Do the climate change deniers seem more ridiculous than ever? Gee, I dunno, is the pope Catholic?Actually, Pope Francis himself is making them look more ridiculous and isolated than ever. He’s poised to put his moral imprimatur on the scientific consensus about man-made climate change, with a much-anticipated summer encyclical, and this is driving the conservative deniers batty. It’s also putting Republicans, most notably Catholic presidential candidates Jeb Bush and Marco Rubio, in a very awkward position. They’ve got to keep pandering to the anti-science nuts in The Base without appearing to diss the popular pro-science pontiff.
The pope has been discomfiting the deniers since last winter, when he cited human activity as a key factor in climate change: “In great part, it is man who has slapped nature in the face. We have in a sense taken over nature.” Cardinal Peter Turkson, a top Vatican official, says the pope “is pointing to the ominous signs in nature that suggest that humanity may now have tilled too much and kept too little.”
And yesterday, at a Vatican summit meeting, religious and science leaders (along with business and political leaders) released a joint statement. The key quote: “Human-induced climate change is a scientific reality, and its decisive mitigation is a moral and religious imperative for humanity.”
Best of all, Pope Francis is slated to address Congress in September (roughly 30 percent of its members are Catholic), at the express invitation of John Boehner.

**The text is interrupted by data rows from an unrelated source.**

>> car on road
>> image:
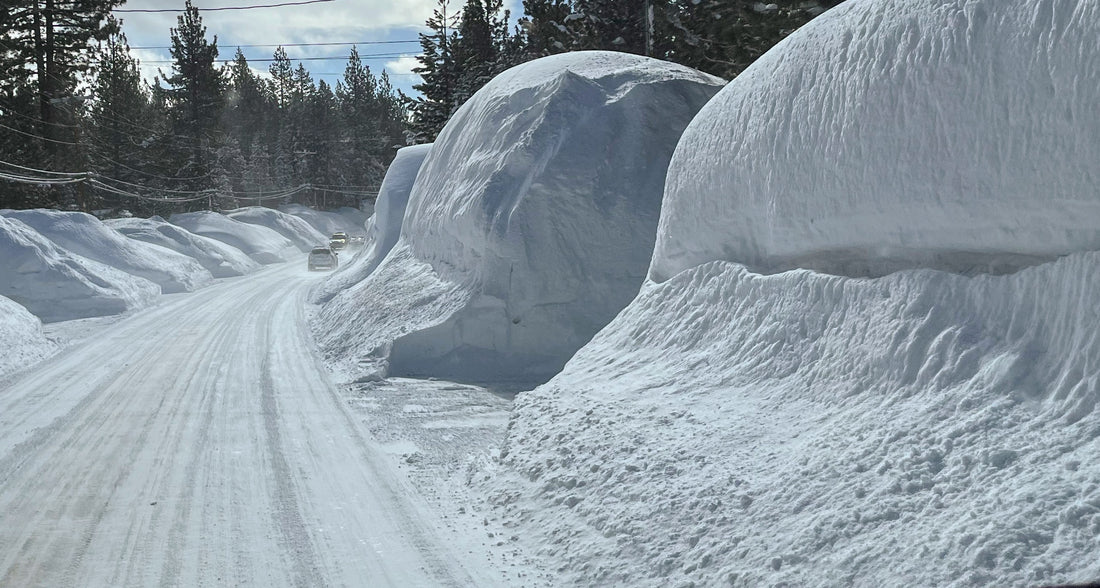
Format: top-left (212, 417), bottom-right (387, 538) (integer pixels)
top-left (329, 231), bottom-right (348, 251)
top-left (309, 247), bottom-right (340, 271)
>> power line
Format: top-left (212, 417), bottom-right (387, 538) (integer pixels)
top-left (130, 38), bottom-right (420, 49)
top-left (111, 0), bottom-right (334, 12)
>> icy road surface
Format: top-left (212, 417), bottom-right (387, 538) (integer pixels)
top-left (0, 263), bottom-right (495, 587)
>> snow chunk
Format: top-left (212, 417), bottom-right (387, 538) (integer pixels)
top-left (278, 204), bottom-right (370, 237)
top-left (650, 0), bottom-right (1100, 280)
top-left (487, 253), bottom-right (1100, 586)
top-left (168, 210), bottom-right (300, 265)
top-left (226, 207), bottom-right (329, 252)
top-left (103, 217), bottom-right (260, 278)
top-left (0, 217), bottom-right (161, 322)
top-left (0, 209), bottom-right (213, 293)
top-left (0, 294), bottom-right (57, 376)
top-left (328, 52), bottom-right (723, 381)
top-left (314, 143), bottom-right (431, 302)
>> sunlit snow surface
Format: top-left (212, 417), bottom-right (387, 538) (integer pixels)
top-left (0, 209), bottom-right (213, 293)
top-left (652, 0), bottom-right (1100, 280)
top-left (495, 0), bottom-right (1100, 586)
top-left (0, 296), bottom-right (57, 376)
top-left (0, 217), bottom-right (161, 322)
top-left (319, 52), bottom-right (723, 380)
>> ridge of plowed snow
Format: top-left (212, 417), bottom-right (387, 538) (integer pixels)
top-left (0, 296), bottom-right (57, 376)
top-left (168, 210), bottom-right (301, 265)
top-left (0, 217), bottom-right (161, 322)
top-left (314, 143), bottom-right (431, 302)
top-left (103, 217), bottom-right (260, 278)
top-left (0, 209), bottom-right (213, 293)
top-left (226, 207), bottom-right (329, 252)
top-left (651, 0), bottom-right (1100, 280)
top-left (320, 52), bottom-right (723, 381)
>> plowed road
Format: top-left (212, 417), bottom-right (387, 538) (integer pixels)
top-left (0, 264), bottom-right (493, 587)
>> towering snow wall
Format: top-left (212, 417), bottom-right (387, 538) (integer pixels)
top-left (651, 0), bottom-right (1100, 280)
top-left (378, 52), bottom-right (723, 379)
top-left (486, 0), bottom-right (1100, 586)
top-left (315, 143), bottom-right (431, 302)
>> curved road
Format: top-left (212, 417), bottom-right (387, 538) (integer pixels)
top-left (0, 264), bottom-right (494, 587)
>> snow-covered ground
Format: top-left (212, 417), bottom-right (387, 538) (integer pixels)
top-left (103, 217), bottom-right (260, 278)
top-left (0, 217), bottom-right (161, 322)
top-left (318, 52), bottom-right (723, 381)
top-left (0, 296), bottom-right (57, 377)
top-left (0, 209), bottom-right (213, 293)
top-left (226, 207), bottom-right (329, 252)
top-left (486, 0), bottom-right (1100, 586)
top-left (314, 144), bottom-right (431, 302)
top-left (168, 210), bottom-right (301, 265)
top-left (278, 204), bottom-right (371, 237)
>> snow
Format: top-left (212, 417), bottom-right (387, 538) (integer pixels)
top-left (0, 209), bottom-right (213, 293)
top-left (0, 296), bottom-right (57, 376)
top-left (168, 210), bottom-right (301, 265)
top-left (314, 143), bottom-right (431, 302)
top-left (488, 0), bottom-right (1100, 586)
top-left (318, 52), bottom-right (723, 381)
top-left (103, 217), bottom-right (260, 278)
top-left (651, 0), bottom-right (1100, 280)
top-left (278, 204), bottom-right (370, 238)
top-left (226, 207), bottom-right (329, 252)
top-left (0, 217), bottom-right (161, 323)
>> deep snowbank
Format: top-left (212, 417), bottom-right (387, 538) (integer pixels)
top-left (314, 143), bottom-right (431, 302)
top-left (0, 294), bottom-right (57, 376)
top-left (493, 253), bottom-right (1100, 586)
top-left (278, 203), bottom-right (369, 238)
top-left (168, 210), bottom-right (301, 265)
top-left (103, 217), bottom-right (260, 278)
top-left (652, 0), bottom-right (1100, 279)
top-left (226, 207), bottom-right (329, 252)
top-left (0, 209), bottom-right (213, 293)
top-left (0, 217), bottom-right (161, 322)
top-left (321, 52), bottom-right (723, 381)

Buy your popcorn now. As the Rev. Thomas Reese, an analyst at the National Catholic Reporter, told the press the other day, “I think Boehner was out of his mind to invite the pope….Can you imagine what the Republicans will do when he says, ‘You’ve got to do something about global warming?'”

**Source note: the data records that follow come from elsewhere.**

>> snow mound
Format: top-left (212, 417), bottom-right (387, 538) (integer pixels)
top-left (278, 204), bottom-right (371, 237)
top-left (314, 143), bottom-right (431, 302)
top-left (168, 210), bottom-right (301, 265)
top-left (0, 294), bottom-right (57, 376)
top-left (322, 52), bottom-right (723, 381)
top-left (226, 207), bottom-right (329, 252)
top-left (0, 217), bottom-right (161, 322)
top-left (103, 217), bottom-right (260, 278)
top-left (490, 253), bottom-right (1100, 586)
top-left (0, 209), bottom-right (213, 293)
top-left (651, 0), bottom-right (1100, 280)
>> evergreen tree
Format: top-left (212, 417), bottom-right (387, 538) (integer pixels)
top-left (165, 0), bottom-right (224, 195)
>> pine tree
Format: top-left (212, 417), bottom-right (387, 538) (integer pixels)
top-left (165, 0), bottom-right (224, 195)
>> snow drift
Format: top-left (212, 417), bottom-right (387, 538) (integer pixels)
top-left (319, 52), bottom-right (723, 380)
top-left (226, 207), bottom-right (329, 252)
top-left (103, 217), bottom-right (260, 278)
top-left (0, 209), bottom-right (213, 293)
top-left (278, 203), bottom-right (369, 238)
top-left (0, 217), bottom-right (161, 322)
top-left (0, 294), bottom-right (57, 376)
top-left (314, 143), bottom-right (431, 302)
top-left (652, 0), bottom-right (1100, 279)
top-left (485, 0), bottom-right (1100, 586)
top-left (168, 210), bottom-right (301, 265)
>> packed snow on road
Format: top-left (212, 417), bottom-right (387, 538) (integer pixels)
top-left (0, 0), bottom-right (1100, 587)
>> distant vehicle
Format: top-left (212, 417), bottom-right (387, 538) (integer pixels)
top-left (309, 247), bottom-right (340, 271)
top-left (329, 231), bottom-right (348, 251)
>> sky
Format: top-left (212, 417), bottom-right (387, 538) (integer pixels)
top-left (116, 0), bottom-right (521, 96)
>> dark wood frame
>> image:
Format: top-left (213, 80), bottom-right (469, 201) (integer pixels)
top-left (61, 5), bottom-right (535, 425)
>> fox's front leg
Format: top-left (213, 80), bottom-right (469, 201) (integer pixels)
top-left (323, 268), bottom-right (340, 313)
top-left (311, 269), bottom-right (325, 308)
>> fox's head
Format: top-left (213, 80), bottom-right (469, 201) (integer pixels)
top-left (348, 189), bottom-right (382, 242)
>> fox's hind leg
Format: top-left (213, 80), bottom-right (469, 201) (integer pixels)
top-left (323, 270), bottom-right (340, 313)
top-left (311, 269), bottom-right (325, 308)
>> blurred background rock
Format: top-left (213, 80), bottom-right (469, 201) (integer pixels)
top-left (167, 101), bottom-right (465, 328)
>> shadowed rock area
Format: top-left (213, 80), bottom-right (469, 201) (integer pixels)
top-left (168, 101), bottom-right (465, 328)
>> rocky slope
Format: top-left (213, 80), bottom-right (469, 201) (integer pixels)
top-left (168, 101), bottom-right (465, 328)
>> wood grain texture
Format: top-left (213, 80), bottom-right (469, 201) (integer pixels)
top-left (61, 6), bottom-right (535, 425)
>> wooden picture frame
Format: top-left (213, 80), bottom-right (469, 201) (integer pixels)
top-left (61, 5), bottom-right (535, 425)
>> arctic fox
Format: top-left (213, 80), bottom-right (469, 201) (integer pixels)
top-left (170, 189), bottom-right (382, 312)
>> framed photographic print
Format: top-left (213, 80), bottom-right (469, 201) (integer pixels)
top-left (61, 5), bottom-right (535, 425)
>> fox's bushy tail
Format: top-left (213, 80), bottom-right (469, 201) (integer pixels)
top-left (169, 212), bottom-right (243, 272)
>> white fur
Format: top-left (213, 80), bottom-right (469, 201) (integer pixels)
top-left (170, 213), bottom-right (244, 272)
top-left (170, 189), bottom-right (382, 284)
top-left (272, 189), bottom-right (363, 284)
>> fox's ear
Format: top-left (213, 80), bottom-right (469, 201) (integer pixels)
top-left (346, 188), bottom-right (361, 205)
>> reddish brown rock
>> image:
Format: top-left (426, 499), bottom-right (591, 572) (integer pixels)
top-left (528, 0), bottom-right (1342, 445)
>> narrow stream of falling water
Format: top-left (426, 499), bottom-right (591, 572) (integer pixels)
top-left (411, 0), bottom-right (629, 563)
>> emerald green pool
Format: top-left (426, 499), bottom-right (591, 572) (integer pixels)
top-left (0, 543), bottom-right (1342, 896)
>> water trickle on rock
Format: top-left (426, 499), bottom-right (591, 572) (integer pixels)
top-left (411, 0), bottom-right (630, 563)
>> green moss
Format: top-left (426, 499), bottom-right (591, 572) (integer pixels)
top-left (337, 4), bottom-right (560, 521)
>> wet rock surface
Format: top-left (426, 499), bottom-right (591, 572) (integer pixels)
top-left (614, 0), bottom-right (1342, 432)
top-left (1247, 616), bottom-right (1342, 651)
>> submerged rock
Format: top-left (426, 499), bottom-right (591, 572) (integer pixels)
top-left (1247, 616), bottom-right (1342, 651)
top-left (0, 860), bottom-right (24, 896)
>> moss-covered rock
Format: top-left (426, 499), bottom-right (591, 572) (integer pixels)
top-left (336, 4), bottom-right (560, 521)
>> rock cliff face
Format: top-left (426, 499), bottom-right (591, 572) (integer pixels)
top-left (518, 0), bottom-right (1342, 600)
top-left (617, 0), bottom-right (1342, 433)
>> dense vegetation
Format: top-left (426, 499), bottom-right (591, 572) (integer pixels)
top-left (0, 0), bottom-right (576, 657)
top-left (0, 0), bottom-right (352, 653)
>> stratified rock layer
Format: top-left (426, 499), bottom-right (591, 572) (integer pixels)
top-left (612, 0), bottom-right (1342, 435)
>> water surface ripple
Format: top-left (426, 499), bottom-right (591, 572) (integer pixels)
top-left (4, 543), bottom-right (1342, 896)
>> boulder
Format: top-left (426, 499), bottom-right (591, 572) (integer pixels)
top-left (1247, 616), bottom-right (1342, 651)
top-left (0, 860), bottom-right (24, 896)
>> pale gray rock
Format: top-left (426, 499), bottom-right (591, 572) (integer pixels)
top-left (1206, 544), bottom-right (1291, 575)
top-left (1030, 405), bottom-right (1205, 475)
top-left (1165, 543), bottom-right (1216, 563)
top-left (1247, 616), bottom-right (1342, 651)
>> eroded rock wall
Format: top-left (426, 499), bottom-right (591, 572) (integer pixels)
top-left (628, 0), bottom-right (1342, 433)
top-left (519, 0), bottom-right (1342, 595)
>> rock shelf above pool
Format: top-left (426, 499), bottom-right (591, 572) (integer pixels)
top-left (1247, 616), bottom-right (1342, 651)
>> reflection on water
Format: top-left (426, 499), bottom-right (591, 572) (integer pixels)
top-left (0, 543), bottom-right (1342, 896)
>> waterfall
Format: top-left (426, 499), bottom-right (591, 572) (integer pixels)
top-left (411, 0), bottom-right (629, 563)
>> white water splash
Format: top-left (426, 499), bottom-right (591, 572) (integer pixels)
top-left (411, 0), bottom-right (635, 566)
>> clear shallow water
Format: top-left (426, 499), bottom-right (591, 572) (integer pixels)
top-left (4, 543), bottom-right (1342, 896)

What they’ll do, of course, is dismiss and deny. Yes, the pope has great moral power (and a grassroots global following, thanks to his social media savvy), and yes, he’s helping to build momentum for a United Nations climate change accord in December, but hey. Republicans are shackled to the junk-science think tanks and to deep-pocket fossil fuel moguls like the Koch brothers (who bankroll a lot of the think tanks).

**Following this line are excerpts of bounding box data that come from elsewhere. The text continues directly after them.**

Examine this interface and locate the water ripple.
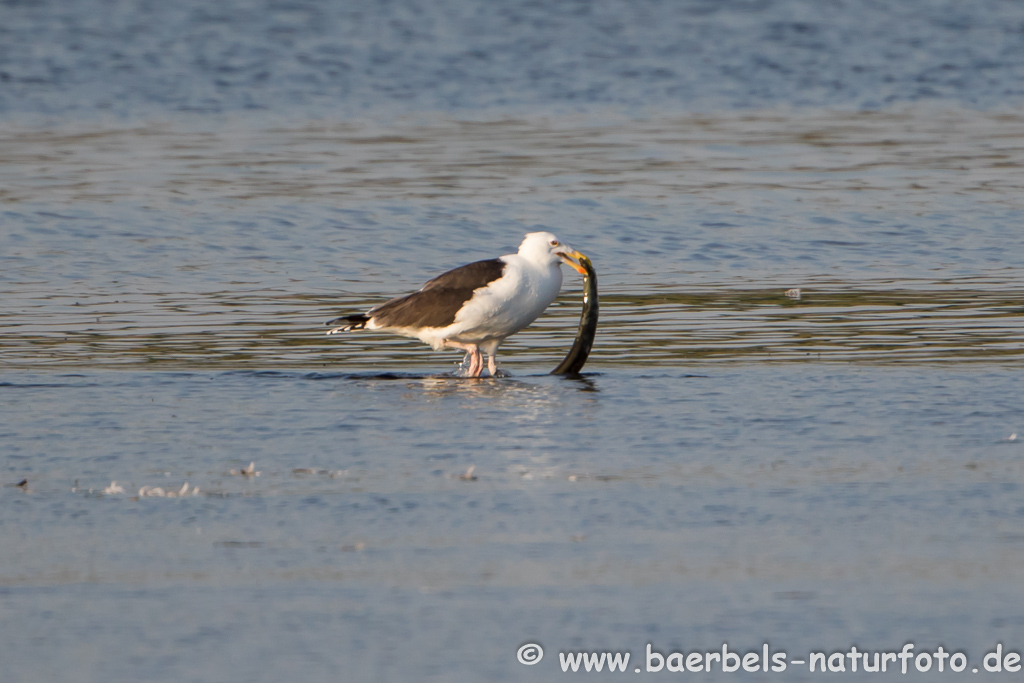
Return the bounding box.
[0,281,1024,372]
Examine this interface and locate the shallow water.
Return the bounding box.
[0,0,1024,682]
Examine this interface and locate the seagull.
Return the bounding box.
[327,232,587,377]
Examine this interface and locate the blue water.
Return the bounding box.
[0,0,1024,120]
[0,0,1024,683]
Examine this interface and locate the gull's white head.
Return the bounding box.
[519,232,587,273]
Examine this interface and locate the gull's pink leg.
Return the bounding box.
[444,339,483,377]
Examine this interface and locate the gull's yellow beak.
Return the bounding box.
[556,249,590,275]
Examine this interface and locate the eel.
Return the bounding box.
[550,256,599,375]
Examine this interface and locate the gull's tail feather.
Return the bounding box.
[324,313,370,335]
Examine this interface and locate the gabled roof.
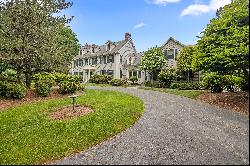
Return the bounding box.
[76,40,128,58]
[161,37,185,48]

Their only other strategy is to stay mum while deniers attack the pope. Hence, Steve Moore at the Heritage Foundation: “Pope Francis – and I say this as a Catholic – is a complete disaster when it comes to his public policy pronouncements.” And Joseph Bast, president of the Heartland Institute: “The Holy Father is being misled by ‘experts’ at the United Nations.” And Catholic scholar Robert George in the Catholic journal First Things: “The pope has no special knowledge, insight, or teaching authority pertaining to matters of empirical fact.” And Maureen Mullarkey, also in First Things: “He is an ideologue and a meddlesome egoist.”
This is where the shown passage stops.